Edson Arantes do Nascimento, o Pelé, vivia em um mundo à parte monárquico, mas algumas vezes saiu do trono para assumir um papel, digamos, republicano. Foi assim, por exemplo, em 1995, quando aceitou a missão de assumir o Ministério do Esporte no primeiro mandato do presidente Fernando Henrique Cardoso.
Comandou a pasta por três anos e fez um barulho danado. Queria modernizar o futebol. Um dos caminhos era a garantia dos direitos trabalhistas dos atletas. Na gestão do Rei, FHC sancionou a Lei Pelé. Deu pano para as mangas.

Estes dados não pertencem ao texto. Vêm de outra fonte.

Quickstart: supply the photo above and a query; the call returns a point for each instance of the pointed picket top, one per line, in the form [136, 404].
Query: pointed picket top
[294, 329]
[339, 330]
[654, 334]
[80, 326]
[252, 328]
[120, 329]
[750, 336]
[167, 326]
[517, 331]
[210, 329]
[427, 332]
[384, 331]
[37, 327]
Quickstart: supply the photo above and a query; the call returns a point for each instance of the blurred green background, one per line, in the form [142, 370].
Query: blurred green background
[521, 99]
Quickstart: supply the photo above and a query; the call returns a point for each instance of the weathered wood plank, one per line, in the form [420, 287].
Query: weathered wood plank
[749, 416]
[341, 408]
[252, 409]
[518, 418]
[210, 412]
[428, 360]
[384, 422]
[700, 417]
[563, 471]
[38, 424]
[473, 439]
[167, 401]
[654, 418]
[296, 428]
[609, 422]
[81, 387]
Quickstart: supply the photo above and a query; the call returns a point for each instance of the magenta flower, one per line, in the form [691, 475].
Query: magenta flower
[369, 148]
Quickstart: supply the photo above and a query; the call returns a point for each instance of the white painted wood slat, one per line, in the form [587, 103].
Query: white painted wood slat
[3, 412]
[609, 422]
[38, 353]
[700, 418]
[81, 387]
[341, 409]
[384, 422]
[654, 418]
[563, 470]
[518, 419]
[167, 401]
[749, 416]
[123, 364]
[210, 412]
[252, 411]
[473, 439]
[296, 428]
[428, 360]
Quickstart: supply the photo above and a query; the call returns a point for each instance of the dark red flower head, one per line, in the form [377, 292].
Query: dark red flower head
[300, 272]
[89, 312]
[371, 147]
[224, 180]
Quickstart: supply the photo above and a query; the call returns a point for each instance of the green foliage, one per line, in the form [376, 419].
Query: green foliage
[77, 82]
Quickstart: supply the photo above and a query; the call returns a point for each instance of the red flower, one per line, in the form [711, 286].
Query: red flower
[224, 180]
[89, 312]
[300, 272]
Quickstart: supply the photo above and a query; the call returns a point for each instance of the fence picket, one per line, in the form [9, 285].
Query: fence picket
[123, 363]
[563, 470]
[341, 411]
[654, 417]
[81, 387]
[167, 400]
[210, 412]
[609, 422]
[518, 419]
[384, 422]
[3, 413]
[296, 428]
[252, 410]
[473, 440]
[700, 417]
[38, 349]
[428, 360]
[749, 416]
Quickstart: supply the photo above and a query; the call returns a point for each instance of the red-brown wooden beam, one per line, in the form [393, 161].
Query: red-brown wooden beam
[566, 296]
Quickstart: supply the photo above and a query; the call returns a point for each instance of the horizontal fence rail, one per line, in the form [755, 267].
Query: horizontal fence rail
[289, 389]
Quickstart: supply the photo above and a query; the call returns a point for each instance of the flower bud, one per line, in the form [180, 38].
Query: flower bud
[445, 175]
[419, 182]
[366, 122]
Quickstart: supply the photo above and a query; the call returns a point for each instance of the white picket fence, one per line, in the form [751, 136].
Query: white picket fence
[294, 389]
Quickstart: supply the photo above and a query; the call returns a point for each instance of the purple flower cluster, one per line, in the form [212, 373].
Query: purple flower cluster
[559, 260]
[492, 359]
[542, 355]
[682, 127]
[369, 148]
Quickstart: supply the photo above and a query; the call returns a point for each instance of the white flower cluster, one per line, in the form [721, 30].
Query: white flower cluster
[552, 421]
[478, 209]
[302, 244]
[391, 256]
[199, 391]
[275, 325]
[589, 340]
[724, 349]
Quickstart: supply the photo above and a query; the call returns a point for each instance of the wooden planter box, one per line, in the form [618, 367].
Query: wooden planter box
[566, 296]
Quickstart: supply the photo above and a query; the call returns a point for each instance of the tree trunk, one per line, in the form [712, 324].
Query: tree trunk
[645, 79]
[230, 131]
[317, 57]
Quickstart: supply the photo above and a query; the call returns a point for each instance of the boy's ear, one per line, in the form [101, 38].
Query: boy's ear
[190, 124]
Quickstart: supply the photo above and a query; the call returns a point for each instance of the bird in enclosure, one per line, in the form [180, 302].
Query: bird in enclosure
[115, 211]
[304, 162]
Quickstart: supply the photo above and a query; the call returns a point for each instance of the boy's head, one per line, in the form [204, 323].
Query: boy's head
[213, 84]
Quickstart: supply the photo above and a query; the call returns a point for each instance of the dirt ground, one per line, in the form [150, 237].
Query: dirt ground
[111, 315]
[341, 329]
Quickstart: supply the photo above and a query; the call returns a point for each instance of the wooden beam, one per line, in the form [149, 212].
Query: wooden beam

O texto previa a extinção do passe nos contratos dos jogadores de futebol com os clubes. Dava mais autonomia nas relações. Era praticamente uma carta de alforria. À época, os atletas eram praticamente propriedade dos times. Incomodado com a influência do Estado nas relações trabalhistas, o então presidente da Fifa, João Havelange, ameaçou tirar o Brasil da Copa de 1998. Confeccionado em uma era analógica, o texto elaborado há mais de 20 anos passa por uma atualização para a era digital no Congresso Nacional.
As relações de Pelé com a política começaram bem antes, no Regime Militar. Alguns o consideravam próximo demais do poder. Outros, perigosamente distante daquele sistema. Depois do tri, em 1970, o craque decidiu deixar a Seleção. Não cedeu à pressão para que fosse à Alemanha defender o título em 1974. Diante da negativa, não teve direito sequer a uma homenagem no adeus. O governo considerou a atitude indisciplina esportiva.
O então ministro Jarbas Passarinho explicou à época por que a aposentadoria de Pelé da Seleção estava sendo ignorada pelo regime. “Só na despedida definitiva é que governo e o povo lhe prestarão a consagração que o encerramento justificará”, alegou.
Presidente da Confederação Brasileira de Desportos, rebatizada de CBF, João Havelange recorreu às leis para impor a presença de Pelé na Copa de 1974. Apelou ao decreto-lei 5.199. O texto lhe dava o direito de “requisitar qualquer jogador” sujeito a “ser suspenso e sofrer outras punições legais, dentro da legislação” em caso de recusa.
O último apelo para que ele representasse o Brasil no Mundial foi feito aqui na capital do país. Em janeiro de 1972, a imprensa destacou: “Pelé não aceitou, ontem à tarde, em Brasília, o último e mais importante apelo de quantos lhe foram feitos para voltar à Seleção Brasileira: do presidente Garrastazu Médici, que o apresentou ‘na condição de representante da torcida brasileira’, durante audiência concedida no Palácio do Planalto ao jogador e à diretoria do Santos.”
O “não” foi um golpe também em Havelange, que tentava organizar um torneio com as principais seleções do mundo em 1972. Era parte de sua campanha para assumir a presidência da Fifa, que viria a ser bem-sucedida. Mas o torneio não foi. Além de Pelé, Alemanha, Itália e Inglaterra também não quiseram participar.